It causes a freeze, but no crash, so I don't have a crash dump.

asamy commented

See if latest commit fixes the bug.

Ok, one sec.

Nope, sadly not. it still freezes.

I am currently trying to track down the issue by manually causing crashes.
It's a stupid and slow method, by for now the only one :/
I will report if I find anything.

So, this is weird.
It never seems to leave the percpu dpc callback __percpu_##name (in percpu.h).
But it executes the KeSignalCallDpcDone(sys0); line.

Look at this:

#define DEFINE_DPC(name, call, ...)	\
	VOID __percpu_##name(PRKDPC dpc, void *ctx, void *sys0, void *sys1)	\
	{									\
		UNREFERENCED_PARAMETER(dpc);					\
		__g_dpc_logical_rval |= (call) (__VA_ARGS__);			\
		KeSignalCallDpcSynchronize(sys1);				\
		KeSignalCallDpcDone(sys0);					\
                KSM_PANIC(0, 0, 0, 0xFFF);  // this causes a crash   \
	}

#define CALL_DPC(name, ...) do {						\
	__g_dpc_logical_rval = 0;						\
	KeGenericCallDpc(__percpu_##name, __VA_ARGS__);				\
	KSM_PANIC(0, 0, 0, 0xFF);  // this does not..    \
} while (0)
asamy commented

That's the virtualization probe callback.
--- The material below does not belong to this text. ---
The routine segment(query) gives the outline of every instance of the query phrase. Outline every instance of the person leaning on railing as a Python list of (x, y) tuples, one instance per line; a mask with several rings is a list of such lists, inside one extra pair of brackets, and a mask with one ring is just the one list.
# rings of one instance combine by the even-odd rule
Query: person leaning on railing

This is the call tree:

ksm_subvert()
     __percpu___call_init()
         __ksm_init_cpu()
              vcpu_init
                   init_ept # this causes the infinite loop for sure.
                       __vmx_vminit

So if you want to investigate then looking at init_ept is the right path here. I'd also have a breakpoint after __vmx_vmlaunch call. I'd also pass the return value of (call) in the percpu callback to KSM_PANIC.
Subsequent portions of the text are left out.